ピンが手前の傾斜上に切られた場合、グリーンの奥へつけると、ボールを撫でるような繊細なタッチでパッティングしても傾斜で加速し、カラーを飛び越えて花道の下まで転がり落ちる悪夢に見舞われます。逆にショートを恐れすぎれば手前のバンカーや急勾配のラフに捕まり、そこからのアプローチも絶望的な下り傾斜に向き合わねばなりません。
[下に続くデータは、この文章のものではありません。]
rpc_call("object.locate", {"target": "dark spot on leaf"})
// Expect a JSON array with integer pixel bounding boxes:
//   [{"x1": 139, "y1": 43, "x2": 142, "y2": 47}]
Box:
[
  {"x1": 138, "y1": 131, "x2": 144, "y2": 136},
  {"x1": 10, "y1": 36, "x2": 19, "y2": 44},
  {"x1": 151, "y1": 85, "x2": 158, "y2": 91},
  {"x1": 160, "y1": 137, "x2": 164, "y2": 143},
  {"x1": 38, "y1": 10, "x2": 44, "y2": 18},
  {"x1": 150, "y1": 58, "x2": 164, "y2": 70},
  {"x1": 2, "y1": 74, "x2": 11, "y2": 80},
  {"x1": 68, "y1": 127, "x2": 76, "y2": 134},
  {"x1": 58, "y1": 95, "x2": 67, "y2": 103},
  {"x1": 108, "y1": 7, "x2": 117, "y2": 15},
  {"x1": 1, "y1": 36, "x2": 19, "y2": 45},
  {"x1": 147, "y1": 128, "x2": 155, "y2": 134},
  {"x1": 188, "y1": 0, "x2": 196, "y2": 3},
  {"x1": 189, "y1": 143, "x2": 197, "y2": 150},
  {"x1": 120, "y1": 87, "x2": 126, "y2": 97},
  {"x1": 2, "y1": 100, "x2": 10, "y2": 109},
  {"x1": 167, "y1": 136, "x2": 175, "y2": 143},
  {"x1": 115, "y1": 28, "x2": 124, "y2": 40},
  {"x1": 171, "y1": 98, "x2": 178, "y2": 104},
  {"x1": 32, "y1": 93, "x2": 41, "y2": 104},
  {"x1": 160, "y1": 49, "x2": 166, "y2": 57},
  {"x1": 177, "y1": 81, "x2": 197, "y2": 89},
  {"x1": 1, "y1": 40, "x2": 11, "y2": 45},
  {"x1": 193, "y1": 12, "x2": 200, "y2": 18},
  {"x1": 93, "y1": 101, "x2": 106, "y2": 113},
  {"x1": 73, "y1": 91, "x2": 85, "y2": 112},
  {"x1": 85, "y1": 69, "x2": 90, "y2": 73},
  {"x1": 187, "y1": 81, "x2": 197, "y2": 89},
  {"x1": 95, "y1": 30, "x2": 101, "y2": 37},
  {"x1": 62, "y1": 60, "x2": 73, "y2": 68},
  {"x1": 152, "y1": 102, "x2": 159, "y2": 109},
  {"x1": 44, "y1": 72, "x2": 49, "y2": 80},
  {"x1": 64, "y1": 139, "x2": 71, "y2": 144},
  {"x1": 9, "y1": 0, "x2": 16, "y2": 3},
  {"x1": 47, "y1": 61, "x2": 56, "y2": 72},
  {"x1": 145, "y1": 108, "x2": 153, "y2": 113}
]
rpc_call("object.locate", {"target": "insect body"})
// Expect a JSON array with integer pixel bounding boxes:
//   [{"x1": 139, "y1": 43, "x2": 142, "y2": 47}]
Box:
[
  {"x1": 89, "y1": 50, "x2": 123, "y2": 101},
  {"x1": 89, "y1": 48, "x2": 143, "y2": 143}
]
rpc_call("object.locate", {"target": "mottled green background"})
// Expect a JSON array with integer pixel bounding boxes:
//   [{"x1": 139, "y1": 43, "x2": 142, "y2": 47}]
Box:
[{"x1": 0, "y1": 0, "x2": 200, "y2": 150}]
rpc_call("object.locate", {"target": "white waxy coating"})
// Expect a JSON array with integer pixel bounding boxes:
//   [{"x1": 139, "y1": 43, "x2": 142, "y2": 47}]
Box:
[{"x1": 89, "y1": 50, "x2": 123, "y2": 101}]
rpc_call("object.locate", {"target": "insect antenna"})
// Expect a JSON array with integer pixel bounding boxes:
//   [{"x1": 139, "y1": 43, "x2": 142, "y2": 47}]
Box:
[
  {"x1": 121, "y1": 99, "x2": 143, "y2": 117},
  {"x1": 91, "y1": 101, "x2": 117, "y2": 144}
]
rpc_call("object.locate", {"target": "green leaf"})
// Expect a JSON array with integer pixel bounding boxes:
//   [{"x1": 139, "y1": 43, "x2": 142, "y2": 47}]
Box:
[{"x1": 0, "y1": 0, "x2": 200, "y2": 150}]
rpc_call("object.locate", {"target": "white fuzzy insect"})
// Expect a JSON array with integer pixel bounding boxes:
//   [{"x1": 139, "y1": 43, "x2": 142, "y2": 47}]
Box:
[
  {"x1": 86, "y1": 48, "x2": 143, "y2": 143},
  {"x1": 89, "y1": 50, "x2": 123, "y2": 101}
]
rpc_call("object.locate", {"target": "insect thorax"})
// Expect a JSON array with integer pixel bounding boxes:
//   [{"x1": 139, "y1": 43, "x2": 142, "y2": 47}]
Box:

テレビ中継の解説でも幾度となく「パーで上がればバーディに匹敵する」と称される通り、アベレージゴルファーにとってはボギーはおろか、トリプルボギーやそれ以上のスコアを瞬く間に叩き出す難攻不落の要塞となっています。

【2026年最新】プレー料金・会員権相場・年会費のリアルな実態
名門コースでのプレーを検討する際、最も関心を集めるのが費用面です。東京よみうりカントリークラブのビジター費用、会員権の最新動向を整理しました。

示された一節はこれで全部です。